USS Missouri's control room equipment.
The guy in control of the USS Missouri's control room.
USS Missouri's war decorations.
Site of the Japanese surrender in World War Two.
The kamikaze pilot was given a full military honours funeral even though the crewmen just wanted to dump his body overboard. Reason being was that the pilot had done his job and successfully evaded all the men onboard whose job it was to shoot him down. Although his bomb had fallen off as the plane struck the ship it went in the other direction and didn't explode.
When the Japanese surrendered the USS Missouri was anchored in Tokyo Bay - enemy territory. The guns were all aimed at Tokyo as nobody knew if the Japanese would really surrender and they had to have a bargaining chip so that the Japanese upheld their part of the deal.
Caught the bus back to the USS Bowfin to collect our checked baggage and just started eating an apple when TheBus arrived. Although I knew that it went to the airport and added 20 minutes to the journey I didn't want to wait for a #42 bus and so took it, the #20 that is. One and a half hours later we arrived at the hotel and only 10 minutes before Miky did. I was glad to see that she had bought something for tea as we hadn't managed to have lunch.
Grabbed our belongings and went to hail a taxi. I was unable to do so and asked the hotel and they called one for me. Our Vietnamese driver had better English skills than most Vietnamese in Australia. It was peak hour and the road to the airport was really busy. Our driver went in the on-ramp lanes, down a side street, did a three-point turn instead of a U-turn (bloke in front of us did a U-turn and got pulled over by the police to receive a US$100 fine, one demerit point and a day in court) to get back onto the highway. Man, it was busy. But our driver got us to the airport in time. I gave him US$50 for the US$34 fare and he gave me US$10 change. I couldn't argue about the US$6 tip considering how he got us there.

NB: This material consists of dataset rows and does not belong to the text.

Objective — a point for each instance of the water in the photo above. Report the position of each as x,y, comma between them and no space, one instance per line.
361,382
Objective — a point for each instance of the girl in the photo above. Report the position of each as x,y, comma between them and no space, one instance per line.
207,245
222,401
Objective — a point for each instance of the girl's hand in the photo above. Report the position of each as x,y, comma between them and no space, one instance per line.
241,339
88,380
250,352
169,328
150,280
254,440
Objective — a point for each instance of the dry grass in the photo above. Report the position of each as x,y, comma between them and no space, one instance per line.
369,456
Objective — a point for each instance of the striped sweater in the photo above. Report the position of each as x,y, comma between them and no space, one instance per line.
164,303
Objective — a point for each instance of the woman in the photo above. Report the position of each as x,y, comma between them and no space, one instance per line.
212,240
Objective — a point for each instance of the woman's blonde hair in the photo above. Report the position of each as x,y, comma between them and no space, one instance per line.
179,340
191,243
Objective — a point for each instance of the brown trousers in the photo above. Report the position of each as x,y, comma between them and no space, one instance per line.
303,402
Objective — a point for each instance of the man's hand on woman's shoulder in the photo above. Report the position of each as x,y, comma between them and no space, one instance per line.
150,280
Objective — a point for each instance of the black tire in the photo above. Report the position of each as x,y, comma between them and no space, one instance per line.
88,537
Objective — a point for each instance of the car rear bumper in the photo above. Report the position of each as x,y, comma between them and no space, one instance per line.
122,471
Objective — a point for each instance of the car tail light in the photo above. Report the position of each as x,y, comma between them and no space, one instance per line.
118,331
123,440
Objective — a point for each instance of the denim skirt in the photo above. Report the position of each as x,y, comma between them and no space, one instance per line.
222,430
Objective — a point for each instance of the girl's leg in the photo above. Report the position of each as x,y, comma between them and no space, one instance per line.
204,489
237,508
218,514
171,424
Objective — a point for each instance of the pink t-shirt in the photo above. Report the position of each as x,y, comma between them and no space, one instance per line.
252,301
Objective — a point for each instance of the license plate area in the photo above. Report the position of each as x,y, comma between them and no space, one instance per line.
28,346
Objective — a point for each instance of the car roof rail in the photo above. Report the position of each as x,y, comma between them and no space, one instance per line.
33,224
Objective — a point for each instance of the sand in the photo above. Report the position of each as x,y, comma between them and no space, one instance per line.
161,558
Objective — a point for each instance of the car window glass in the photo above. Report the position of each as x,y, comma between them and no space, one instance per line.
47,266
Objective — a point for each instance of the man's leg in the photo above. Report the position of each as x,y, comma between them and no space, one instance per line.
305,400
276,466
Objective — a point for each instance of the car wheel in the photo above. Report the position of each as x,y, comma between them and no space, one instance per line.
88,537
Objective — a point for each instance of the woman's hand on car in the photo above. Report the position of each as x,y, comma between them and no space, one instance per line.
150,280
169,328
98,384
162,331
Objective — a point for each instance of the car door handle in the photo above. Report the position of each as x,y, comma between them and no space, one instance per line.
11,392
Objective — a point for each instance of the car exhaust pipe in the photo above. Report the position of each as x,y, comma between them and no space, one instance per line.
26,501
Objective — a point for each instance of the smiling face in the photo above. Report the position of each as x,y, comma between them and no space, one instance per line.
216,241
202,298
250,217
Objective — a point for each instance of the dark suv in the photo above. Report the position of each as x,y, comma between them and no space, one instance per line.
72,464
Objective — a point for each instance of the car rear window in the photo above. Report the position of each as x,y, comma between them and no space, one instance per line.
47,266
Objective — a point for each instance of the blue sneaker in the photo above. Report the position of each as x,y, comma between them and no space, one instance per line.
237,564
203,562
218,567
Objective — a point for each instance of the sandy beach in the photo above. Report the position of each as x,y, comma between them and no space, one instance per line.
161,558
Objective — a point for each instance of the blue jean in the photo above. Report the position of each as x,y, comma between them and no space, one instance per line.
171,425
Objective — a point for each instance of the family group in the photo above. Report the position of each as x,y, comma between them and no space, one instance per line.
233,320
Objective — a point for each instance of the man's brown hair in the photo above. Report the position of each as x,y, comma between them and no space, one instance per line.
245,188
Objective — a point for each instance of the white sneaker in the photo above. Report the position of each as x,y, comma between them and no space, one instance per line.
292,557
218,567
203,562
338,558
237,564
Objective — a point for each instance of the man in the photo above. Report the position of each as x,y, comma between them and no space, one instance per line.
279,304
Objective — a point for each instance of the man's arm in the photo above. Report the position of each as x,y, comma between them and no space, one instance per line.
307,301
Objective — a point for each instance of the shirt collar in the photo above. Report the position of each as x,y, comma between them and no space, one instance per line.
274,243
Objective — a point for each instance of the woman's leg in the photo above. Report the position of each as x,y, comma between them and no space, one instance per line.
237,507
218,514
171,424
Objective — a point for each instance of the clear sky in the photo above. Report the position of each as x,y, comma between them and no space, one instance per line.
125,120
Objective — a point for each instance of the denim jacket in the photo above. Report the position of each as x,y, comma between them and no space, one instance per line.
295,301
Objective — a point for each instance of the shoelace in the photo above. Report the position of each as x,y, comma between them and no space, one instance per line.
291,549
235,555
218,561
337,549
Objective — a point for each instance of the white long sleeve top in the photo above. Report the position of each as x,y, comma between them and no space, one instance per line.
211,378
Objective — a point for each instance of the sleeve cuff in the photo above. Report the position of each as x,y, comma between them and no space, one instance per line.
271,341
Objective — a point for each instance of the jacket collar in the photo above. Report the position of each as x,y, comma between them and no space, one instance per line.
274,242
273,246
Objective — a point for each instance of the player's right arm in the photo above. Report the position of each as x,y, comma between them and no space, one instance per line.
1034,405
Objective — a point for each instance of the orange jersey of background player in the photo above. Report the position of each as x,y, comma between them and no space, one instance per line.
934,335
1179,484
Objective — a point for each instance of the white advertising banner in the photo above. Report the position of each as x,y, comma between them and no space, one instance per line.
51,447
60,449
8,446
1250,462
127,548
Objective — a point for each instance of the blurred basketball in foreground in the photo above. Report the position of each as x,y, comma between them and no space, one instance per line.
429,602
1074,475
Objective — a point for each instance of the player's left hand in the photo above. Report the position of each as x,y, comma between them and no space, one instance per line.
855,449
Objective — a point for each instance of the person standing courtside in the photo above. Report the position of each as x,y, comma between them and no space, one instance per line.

Quick flight to Lihue, Kauai. Yu-Jin was enjoying playing and didn't appreciate the disruption of us coming in to land. He wanted a longer flight. There was nobody at the Dollar car rental but the courtesy driver said to come with him if I wanted to hire a car. I'd had a look on the Internet before leaving Australia and a compact car would set me back US$26 or I could get it as low as US$24.61. Hadn't booked it before arriving however.
There was nothing small available to rent for less than US$92/day but they had lots of minivans for US$60/day which we had to settle for. Then we you put the loss damage waiver insurance of US$19.99/day , the supplemental liability insurance of US$12.99/day, the general excise tax of 4.166%, the ConPermit(?) fee of 8.1%, the rental vehicle surcharge (applicable to non-residents, I think) of US$3/day and the vehicle license fee of US$0.31/day you arrive at US$319.01 in charges for three days car hire. Not bad, eh? Considering that it would be impossible to get around Kauai without a car I wasn't left with a great deal of choice. I was thinking that I should have taken up our hotel's package offer to include a car for an extra US$30/day.
Our hotel, the Aloha Beach Hotel Kauai, was easy to find. We drove to a restaurant area nearby but couldn't find anything that we liked, even the shop/market staff were very unhelpful and lacking in goods, so we drove into Lihue and a found a 7Eleven and bought some food. Had ourselves a meal back at the hotel.